Recovering Hidden Reward in Diffusion-Based Policies¶

Conference: ICML 2026
arXiv: 2605.00623
Code: https://github.com/sotaagi/EnergyFlow
Area: Diffusion Policy / Inverse Reinforcement Learning / Energy-Based Models / Robot Manipulation
Keywords: diffusion policy, IRL, energy-based model, conservative field, inverse RL shaping

TL;DR¶

EnergyFlow explicitly parameterizes the score field of a diffusion policy as the negative gradient of a scalar energy function. It proves that under maximum-entropy optimality, the score equals the gradient of the soft Q-function, thereby providing a "free" scalar signal for downstream RL reward shaping without adversarial optimization, while the conservative field constraint improves OOD generalization.

Background & Motivation¶

Background: Diffusion policies (Chi 2023, Flow Policy) have become the mainstream for robot manipulation due to their ability to model multimodal expert action distributions and their strong BC performance on RoboMimic/Meta-World. However, they are essentially imitation learning; the models learn "what the expert did" without explicitly learning "why they did it."

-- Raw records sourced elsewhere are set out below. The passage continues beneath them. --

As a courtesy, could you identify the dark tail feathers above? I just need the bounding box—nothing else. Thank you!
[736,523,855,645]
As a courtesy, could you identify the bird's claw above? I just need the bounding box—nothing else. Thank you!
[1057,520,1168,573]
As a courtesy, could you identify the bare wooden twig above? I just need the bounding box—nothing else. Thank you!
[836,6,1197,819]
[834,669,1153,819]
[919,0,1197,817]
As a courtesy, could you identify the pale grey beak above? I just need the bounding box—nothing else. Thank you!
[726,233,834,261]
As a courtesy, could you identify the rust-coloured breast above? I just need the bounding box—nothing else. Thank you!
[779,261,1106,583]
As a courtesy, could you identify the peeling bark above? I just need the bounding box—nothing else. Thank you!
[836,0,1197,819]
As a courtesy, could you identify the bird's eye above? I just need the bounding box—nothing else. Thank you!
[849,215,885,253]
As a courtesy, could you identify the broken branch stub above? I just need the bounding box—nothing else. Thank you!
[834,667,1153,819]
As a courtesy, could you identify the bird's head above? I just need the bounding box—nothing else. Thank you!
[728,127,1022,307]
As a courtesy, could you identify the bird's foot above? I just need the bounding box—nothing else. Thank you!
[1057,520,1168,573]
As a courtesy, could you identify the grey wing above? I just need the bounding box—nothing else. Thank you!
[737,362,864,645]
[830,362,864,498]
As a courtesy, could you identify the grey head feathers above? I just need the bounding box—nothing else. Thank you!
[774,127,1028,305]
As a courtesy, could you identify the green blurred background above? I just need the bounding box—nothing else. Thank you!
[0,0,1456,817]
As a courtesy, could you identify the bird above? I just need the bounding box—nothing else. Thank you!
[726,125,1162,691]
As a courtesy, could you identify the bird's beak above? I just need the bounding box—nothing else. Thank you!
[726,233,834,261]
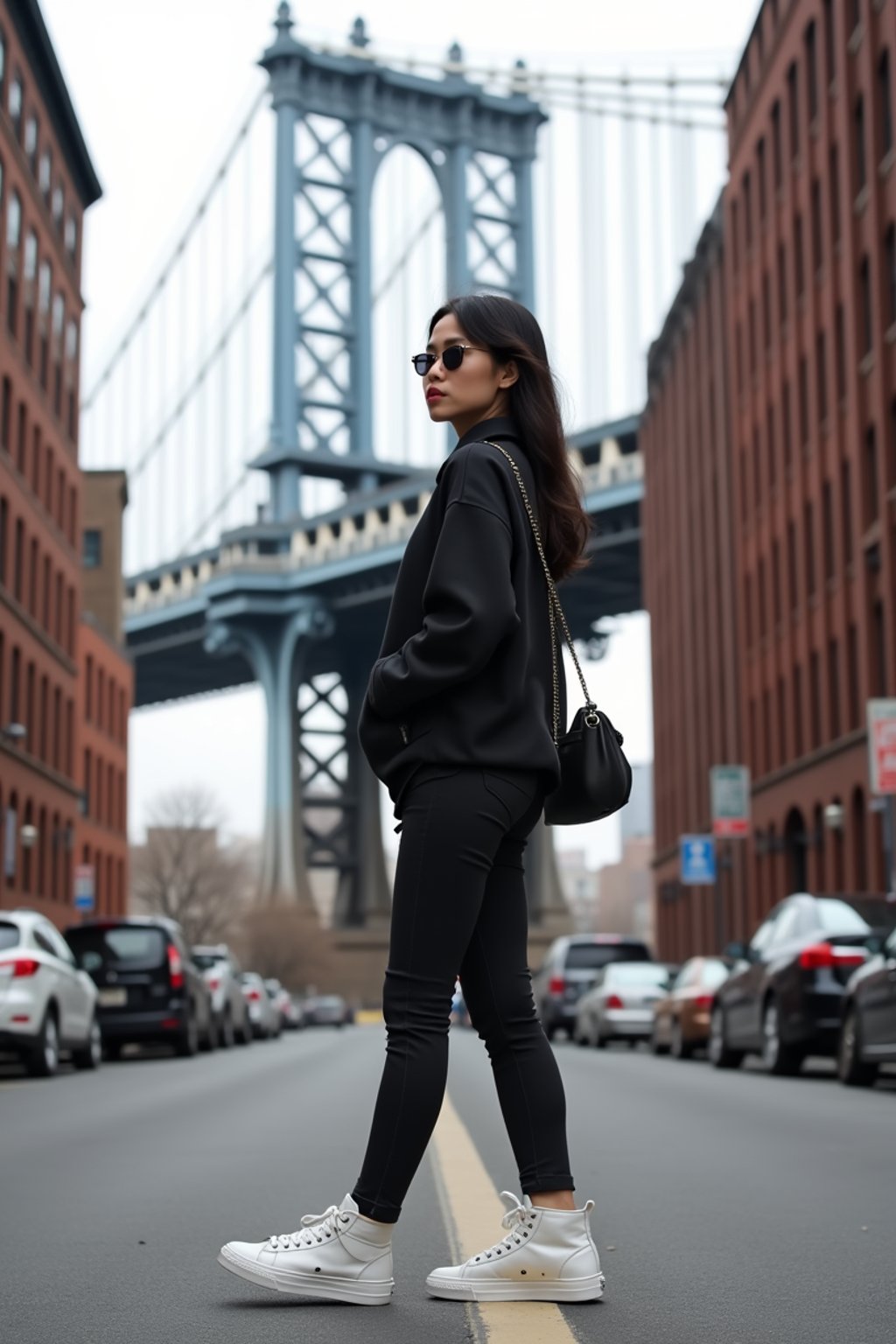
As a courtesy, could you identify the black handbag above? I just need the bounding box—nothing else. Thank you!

Limitations of Prior Work: Behavioral cloning faces two related issues. First, poor OOD robustness—once the test scenario deviates from the demo distribution, action likelihood alone cannot reliably rank actions. Second, it cannot directly generate reward signals to refine downstream RL. Existing IRL methods (max-ent IRL, GAIL, AIRL) can recover rewards from demos but require either expensive MCMC (EBM), unstable adversarial training (GAIL/AIRL), or repeated inner-loop policy optimization.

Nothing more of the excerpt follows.